The Democratic Spirit of the Age
Als we verder kijken dan het blanke mannelijke electoraat, lijken veel van de ‘democraten’-houdingen diep anti- egalitair en antidemocratisch, niet alleen beoordeeld naar een moderne maatstaf, maar ook tegen de doelstellingen van de snelgroeiende humanitaire en hervormingsbewegingen van die tijd. Over het algemeen waren democraten agressiever anti-abolitionistisch dan Whigs, en over het algemeen overtroffen ze hen in het rechtvaardigen en bevordering van etnische, raciale en seksuele uitsluiting en ondergeschiktheid. Jackson’s oorspronkelijke politieke basis lag in het Zuiden. In de jaren 1830 en 1840 streden de twee partijen op bijna gelijke voorwaarden in het hele land, maar in het volgende decennium zou de democratie terugkeren naar haar sectionele wortels als de partij van slavenhouders en hun noordelijke sympathisanten.
Maar zelfs Als de democraten van Jackson geen exclusieve greep hadden op democratische principes, hadden ze nog steeds deel aan de geest van een democratisch tijdperk. Zoals Tocqueville opmerkte, “regeert het volk in de Amerikaanse politieke wereld zoals de godheid doet in het universum. Ze zijn de oorzaak en het doel van alle dingen; alles komt van hen en alles wordt in hen opgenomen. ” Voor Tocqueville, Amerikanen ‘energiek vrijwilligerswerk, hun enthousiasme voor samenlevingen, verenigingen, hervormingen en kruistochten, hun levendige instellingen van lokaal bestuur, de populaire stijl en nivellerende geest van hun manieren, gewoonten, tijdverdrijf, kunst, literatuur, wetenschap, religie en intellect, allemaal markeerden de alomtegenwoordige heerschappij van de democratie.

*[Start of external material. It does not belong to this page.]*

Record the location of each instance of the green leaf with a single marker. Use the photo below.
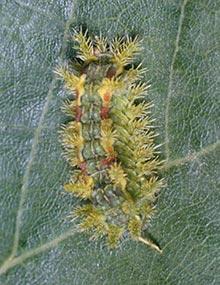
(38, 244)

Vanuit dit perspectief bezien het feit dat Andrew Jackson – een ruw uitgehouwen, slecht opgeleide, maakte frontiersman – kon opklimmen tot het presidentschap was belangrijker dan het beleid dat hij omhelsde. het primaat van de gewone man. Jackson staat in dit licht niet als de leider van een partij, maar als het symbool voor een democratisch tijdperk.